Information Communication Technology Minister Nelson Chamisa recently re-submitted a draft ICT Bill for consideration months after a similar document was rejected for its constitutional and structural shortcomings. Insiders say the draft was again referred back to Minister Chamisa for "proper consultations".

According to Government sources, the minister was told to consult Media, Information and Publicity Minister Webster Shamu and his Trans-port, Communication and Infrastructure Development counterpart, Nicholas Goche. The draft seeks to re-order the functions of his and the other two ministries.

A source said: "As with the document presented mid-last year, the current draft seeks to strip ministers Shamu and Goche of their key functions and concentrate them under the ICT Ministry.

"Among other things, the draft wants to repeal the Postal and Telecommunications and Broadcasting Services Acts and amend the Access to Information and Protection of Privacy Act.

"No minister can prescribe a law that seeks to alter or repeal laws governed by other ministers without prior consultations and agreement between them."

Minister Chamisa presently does not administer any Act of Parliament, while Minister Shamu has oversight of AIPPA and BSA.

President Mugabe assigned Minister Goche the mandate to administer the Postal and Tele-communications Act.

Speaking from London yesterday evening, Minister Chamisa said: "I don’t know where that is coming from.

"We are in the process of Government-wide consultations and until they are concluded I am not at liberty to divulge what is happening."

He said he had presented a draft to the Council of Ministers and would — after further consultations — submit it to Cabinet for possible adoption.

Minister Chamisa said the thrust of the ICT Bill was to ensure technological convergence because Zimbabwe was "far behind the rest of the world".

"Let’s stop playing politics and focus on the dynamism of technological advancements.

"The President, at the opening of the present Parliament, asked for outstanding Bills to be submitted and the ICT Bill is one of them . . .

"Our main thrust is convergence for cyber security.

"Right now anyone can broadcast with an iPod and there is no co-ordination of these and other communications.

"Convergence is the new reality. It’s about frequency management.

"Frequency spectrums are a national resource and need to be properly managed," he said.

The Permanent Secretary in the Ministry of Media, Information and Publicity, Mr George Charamba, agreed, but added: "The global man-agement of the communications sector shows that regulation depends on historical circumstances and value systems.

"The technology in use is not a value in itself but that is what the draft implies.

"The resource must be managed for the promotion and preservation of national values, such as freedom and sovereignty.
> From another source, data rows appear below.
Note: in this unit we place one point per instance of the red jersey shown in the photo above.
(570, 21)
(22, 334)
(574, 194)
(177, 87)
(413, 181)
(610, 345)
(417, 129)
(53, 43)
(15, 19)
"Another is the political value of the Global Political Agreement.

"The Bill flies in the face of the political value of the GPA by seeking to strip some ministries of their functions.

"Each ministry has a function accorded it by the GPA and to seek to renegotiate the GPA by legislative stealth is a predatory instinct that ruins the GPA," he said.

Mr Charamba said the draft sought to bring all laws governing communication under one regulatory body administered by the ICT Ministry, which he said was "absurd".

He said: "I challenge the minister to give Zimbabwe a regulatory authority, which in its make-up will not reconstitute the distinctions between broadcasting, Internet and telecommunications.

"They are all unique sectors with unique sub-sectors from a regulatory point of view.

"The essence of regulation is managing the impact of communications on society.

"What the minister has missed is the social domain of communications and is instead lumping everything under the technical platforms of communications.

"Minister Chamisa is terribly mistaken in thinking the means for communications should be the basis for regulation."

He said they would sit down with ICT Ministry officials and explain to them the various issues affecting communications policy at a global and national level.

Mr Charamba said the crafters of the draft had over-read the issue of convergence.

"There is nothing new in convergence. Time was when broadcasting, radio and television used to converge on telegraphy or wire services.

"This developed over time and split and came back to a point where communications are now largely based on radio links and wires.

"It has always been integrated in an evolutionary way but regulation was under different bodies.

"Convergence need not compel bringing all laws under one statute for one governing body to administer."

He said there was no way telephony could be governed in the same way as radio.

"Find me a person who can instigate anarchy using a single telephone to the same breadth and depth that one person can do using a single television broadcast.

"They are different and are governed differently by different sets of experts," he said.